What has driven performance in 4QFY12?
  • Cipla clocked a decent 12% YoY topline growth during 4QFY12. Growth was largely led by the domestic business, which grew by 15.5% YoY. However, exports growth was relatively lower at 11% YoY. This was on account of the poor performance of the API business, which declined by 1% YoY. The exports formulations business did well though to grow by 15% YoY. For both the domestic and the exports formulations businesses, inhalers largely contributed to growth.

    Business snapshot
    (Rs m) 4QFY11 4QFY12 Change FY11 FY12 Change
    Domestic 6,522 7,536 15.5% 28,224 32,129 13.8%
    - Formulations 7,428 8,551 15.1% 26,823 29,677 10.6%
    - APIs 2,322 2,299 -1.0% 6,792 7,244 6.6%
    Total exports 9,750 10,850 11.3% 33,615 36,920 9.8%
    Total sales 16,272 18,385 13.0% 61,839 69,049 11.7%
    Other operating income            
    - Technology knowhow/fees 207 56 -73.0% 637 310 -51.3%
    - Others 386 459 18.8% 1,512 1,387.9 -8.2%
    Total 594 515 -13.2% 2,149 1,698 -21.0%
    Total income from operations 16,865 18,900 12.1% 63,987 70,747 10.6%

  • Operating margins improved by 4% to 21.4% largely due to a significant fall in raw material costs (as percentage of sales).
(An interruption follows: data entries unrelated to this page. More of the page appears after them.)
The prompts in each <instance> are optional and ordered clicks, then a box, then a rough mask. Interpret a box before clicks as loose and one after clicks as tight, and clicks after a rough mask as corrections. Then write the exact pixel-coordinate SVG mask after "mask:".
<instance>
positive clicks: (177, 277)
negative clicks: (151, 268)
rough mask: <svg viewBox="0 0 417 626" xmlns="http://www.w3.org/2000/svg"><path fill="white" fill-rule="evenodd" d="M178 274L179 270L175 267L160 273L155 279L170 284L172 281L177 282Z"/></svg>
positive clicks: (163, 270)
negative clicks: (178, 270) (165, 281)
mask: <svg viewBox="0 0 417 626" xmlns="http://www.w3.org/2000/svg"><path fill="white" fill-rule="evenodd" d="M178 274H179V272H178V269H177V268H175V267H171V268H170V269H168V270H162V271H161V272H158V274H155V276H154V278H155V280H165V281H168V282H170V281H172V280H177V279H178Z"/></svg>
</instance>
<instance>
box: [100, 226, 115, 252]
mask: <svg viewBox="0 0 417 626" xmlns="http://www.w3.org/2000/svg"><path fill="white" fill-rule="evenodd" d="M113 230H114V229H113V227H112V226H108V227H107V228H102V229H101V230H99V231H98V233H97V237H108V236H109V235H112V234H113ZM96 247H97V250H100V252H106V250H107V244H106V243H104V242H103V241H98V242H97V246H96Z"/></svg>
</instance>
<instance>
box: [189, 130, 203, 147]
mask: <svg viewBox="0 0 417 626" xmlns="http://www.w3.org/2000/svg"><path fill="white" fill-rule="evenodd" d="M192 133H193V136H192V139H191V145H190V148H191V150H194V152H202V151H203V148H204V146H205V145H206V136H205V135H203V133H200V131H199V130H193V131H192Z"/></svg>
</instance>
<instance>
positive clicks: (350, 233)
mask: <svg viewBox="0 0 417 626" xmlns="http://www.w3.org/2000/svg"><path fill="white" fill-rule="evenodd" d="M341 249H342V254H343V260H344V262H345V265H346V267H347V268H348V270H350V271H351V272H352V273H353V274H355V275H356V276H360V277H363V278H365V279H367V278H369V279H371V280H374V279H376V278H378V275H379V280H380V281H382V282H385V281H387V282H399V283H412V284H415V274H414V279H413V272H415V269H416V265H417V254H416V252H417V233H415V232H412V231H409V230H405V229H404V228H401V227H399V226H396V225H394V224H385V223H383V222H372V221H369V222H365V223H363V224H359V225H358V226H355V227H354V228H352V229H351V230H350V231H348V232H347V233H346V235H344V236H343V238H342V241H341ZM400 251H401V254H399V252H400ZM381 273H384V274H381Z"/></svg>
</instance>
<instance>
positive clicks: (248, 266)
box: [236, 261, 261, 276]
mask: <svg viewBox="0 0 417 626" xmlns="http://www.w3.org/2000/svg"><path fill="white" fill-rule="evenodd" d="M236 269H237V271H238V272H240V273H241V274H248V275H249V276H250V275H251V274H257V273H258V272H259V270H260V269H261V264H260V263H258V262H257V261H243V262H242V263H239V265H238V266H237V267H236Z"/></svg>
It must be noted that during this quarter there was a lower proportion of anti-retrovirals (ARVs), which typically have lower margins. Thus, higher proportion of high margin products and better realisations led to the improvement in overall operating margins. Staff costs (as percentage of sales) increased on account of annual increments and increase in manpower. The rise in other expenditure was attributed to increased marketing expenses, professional fees and travel expenditure.
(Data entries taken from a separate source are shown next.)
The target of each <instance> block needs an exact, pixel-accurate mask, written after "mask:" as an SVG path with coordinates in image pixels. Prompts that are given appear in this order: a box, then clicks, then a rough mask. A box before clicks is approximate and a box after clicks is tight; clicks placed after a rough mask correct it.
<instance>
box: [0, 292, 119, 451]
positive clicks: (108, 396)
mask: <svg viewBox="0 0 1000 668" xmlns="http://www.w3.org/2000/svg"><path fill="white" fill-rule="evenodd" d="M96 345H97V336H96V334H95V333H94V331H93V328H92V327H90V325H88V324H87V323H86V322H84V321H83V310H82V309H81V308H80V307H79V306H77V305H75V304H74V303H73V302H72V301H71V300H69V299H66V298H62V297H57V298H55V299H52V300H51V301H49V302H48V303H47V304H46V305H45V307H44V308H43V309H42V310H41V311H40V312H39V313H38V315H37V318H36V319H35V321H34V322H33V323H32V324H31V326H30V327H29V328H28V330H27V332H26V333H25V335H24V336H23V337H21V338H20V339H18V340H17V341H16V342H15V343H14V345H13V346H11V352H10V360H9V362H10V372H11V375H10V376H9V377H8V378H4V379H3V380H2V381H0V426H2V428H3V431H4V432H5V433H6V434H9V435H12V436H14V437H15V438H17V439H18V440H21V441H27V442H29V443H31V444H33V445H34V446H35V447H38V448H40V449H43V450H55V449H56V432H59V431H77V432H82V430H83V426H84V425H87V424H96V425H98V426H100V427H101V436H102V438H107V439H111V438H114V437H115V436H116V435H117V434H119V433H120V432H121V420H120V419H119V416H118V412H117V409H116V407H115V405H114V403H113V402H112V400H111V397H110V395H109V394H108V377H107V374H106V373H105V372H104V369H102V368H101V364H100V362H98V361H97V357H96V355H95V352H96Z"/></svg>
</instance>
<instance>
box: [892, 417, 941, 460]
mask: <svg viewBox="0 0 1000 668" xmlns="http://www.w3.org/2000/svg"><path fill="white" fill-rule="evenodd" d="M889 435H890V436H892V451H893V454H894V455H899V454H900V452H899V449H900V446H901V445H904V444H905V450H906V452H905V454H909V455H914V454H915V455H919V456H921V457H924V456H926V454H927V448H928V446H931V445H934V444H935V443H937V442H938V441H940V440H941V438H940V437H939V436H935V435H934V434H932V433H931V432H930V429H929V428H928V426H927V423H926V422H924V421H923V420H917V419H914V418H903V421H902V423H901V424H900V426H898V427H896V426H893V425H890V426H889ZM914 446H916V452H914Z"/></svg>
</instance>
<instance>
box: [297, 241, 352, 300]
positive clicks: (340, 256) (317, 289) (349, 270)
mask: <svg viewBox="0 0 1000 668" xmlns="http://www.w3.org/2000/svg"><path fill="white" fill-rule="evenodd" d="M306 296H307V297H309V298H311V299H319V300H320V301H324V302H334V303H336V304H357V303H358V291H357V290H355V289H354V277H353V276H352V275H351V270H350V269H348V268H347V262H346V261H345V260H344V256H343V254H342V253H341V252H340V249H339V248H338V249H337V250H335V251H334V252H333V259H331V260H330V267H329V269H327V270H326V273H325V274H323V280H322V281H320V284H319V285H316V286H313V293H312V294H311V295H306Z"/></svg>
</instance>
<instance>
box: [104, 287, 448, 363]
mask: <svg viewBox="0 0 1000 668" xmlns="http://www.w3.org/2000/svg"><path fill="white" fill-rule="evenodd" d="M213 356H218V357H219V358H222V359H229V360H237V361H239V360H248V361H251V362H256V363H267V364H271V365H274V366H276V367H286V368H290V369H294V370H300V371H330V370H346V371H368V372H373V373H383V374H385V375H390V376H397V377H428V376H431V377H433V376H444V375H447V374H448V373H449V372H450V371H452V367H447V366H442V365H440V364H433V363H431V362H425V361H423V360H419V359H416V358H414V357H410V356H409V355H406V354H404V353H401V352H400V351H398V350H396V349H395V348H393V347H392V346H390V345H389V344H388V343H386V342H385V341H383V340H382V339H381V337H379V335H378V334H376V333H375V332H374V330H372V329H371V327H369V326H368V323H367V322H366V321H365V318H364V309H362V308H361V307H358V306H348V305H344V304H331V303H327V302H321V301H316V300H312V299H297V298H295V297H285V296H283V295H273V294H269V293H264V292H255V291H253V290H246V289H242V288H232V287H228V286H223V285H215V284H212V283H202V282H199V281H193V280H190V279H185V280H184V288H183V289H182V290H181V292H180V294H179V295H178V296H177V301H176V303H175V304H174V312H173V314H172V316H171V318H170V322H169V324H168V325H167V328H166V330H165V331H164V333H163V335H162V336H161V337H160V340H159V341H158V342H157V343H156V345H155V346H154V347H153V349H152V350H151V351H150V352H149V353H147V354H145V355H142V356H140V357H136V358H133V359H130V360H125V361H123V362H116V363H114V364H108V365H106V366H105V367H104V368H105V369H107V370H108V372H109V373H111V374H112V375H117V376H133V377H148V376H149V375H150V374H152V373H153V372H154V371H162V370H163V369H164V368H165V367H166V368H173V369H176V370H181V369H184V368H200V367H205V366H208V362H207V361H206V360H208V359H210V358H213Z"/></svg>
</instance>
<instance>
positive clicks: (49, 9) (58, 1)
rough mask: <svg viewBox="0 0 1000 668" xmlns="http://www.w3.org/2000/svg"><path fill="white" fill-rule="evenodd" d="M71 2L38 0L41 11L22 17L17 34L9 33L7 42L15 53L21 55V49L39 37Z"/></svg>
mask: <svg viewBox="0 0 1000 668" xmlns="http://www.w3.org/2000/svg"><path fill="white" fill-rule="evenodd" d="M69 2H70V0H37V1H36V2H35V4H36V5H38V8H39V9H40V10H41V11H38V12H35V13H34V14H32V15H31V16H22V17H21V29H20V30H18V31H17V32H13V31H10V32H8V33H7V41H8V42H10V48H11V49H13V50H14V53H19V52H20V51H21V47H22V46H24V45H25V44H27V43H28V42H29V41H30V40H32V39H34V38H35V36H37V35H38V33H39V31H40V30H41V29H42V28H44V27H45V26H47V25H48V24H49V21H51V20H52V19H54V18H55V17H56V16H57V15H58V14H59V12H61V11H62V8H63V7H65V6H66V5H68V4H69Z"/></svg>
  • Strong growth at the operating level percolated down to the bottomline which grew by an impressive 36% YoY. Having said that, growth was lower than the 45% YoY growth in profit before tax (PBT) on account of significant increase in tax expenses. Tax for the current quarter increased mainly due to expiry of tax benefits on export oriented units (EOUs).

What to expect?
At the current price of Rs 319, the stock is trading at a price to earnings multiple of 16 times our estimated FY14 earnings. We believe that Cipla's focus on contract manufacturing will get further steam and the management has also suggested about new possible partnerships. The company is planning to introduce 25 to 30 products every year in the domestic market and thus leverage its domestic reach. Having said this, Cipla has started facing competition in some of its products. The company is also looking to gain an advantage with the ramp up of exports through the Indore SEZ facility. Further, it has substantial ANDA filings in the US through its partners, which should also provide a fillip to its US business. Overall, we maintain a HOLD on the stock at the current price.